A political action committee sponsored by a labor union that represents about 800 retail workers in Burbank has raised $20,000 in an effort to unseat City Council incumbent Jess Talamantes, with a spokesman for the group citing a “pattern of not making smart decisions” at a time of “dire financial straits.”

The group — Burbank Residents Opposed to Jess Talamantes Slashing Public Safety — is being bankrolled by the United Food and Commercial Workers Union Local 770 political action committee, which represents roughly 35,000 workers in the retail food industry, about 800 of whom live in Burbank, said campaign spokesman Mike Shimpock.

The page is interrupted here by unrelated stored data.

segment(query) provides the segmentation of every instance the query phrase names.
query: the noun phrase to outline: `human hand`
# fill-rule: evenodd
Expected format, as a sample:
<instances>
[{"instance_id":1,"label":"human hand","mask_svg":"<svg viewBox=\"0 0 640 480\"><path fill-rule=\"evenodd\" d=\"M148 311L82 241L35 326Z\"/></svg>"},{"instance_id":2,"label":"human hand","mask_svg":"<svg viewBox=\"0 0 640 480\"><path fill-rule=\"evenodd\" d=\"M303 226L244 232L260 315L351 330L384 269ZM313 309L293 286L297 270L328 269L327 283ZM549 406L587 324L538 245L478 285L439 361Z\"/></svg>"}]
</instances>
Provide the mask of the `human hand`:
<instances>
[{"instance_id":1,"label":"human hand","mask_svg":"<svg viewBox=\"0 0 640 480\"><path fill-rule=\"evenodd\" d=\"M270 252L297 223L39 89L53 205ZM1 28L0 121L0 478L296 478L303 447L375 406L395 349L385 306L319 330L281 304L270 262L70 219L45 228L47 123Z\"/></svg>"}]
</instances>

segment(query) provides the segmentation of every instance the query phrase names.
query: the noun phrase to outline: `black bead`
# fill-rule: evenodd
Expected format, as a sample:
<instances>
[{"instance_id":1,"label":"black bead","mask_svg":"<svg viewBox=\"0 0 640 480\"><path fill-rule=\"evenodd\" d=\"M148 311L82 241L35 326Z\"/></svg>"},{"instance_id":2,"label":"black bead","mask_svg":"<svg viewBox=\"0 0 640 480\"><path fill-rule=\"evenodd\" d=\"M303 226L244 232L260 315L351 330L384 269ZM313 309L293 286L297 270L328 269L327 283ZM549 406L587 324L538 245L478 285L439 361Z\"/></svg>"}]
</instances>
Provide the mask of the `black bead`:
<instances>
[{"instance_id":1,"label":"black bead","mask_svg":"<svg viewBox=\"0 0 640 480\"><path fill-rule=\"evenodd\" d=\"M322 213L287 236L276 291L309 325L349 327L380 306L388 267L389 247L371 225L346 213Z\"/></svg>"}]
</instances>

The committee is taking issue with Talamantes' support of a $2-million bailout of DeBell Golf Course — a city-owned enterprise that he publicly defended as “too big to fail” — even after school resource officers were cut from the city's budget. Opponents also claim the councilman refused to adequately consider concerns about a planned Walmart — a claim Talamantes denied in an interview Tuesday.

“We met and we addressed the issue,” Talamantes said of Walmart, adding that he stands by his vote to support DeBell. “It belongs to the city ... it's not like we're bailing out a private enterprise.”

Dave Golonski also supported the DeBell bailout, but David Gordon did not. Both Golonski and Gordon, who are also up for reelection, joined Talamantes last year in voting to pave the way for Walmart to obtain necessary building permits.

Even so, Shimpock said the opposition campaign remains focused on Talamantes.

The opposition also stems from the councilman's support of a proposal to use $450,000 of public art funds to build a sculpture garden in Lincoln Park, and his unsuccessful pitch to invest $87,000 over the next five years to bring outdoor ambient music to downtown.

“Spending almost $100,000 to make streets downtown sound like a dentist's office isn't how you increase the safety of neighborhoods,” Shimpock said. “He's clearly a binge spender.”

Talamantes, who is wrapping up his first term on the City Council, said the claims were misleading.

“I want this community to succeed just as much as anybody else,” he said. “I take input from staff, I take input from the public — my final decision is what is best for my community.”

But Shimpock said the councilman's “pet projects” have been proposed in times of financial hardship.

“That's not the sign of an elected official in touch with the needs of the community; that's the sign of a politician trying to burnish his resume at the expense of his community,” Shimpock said.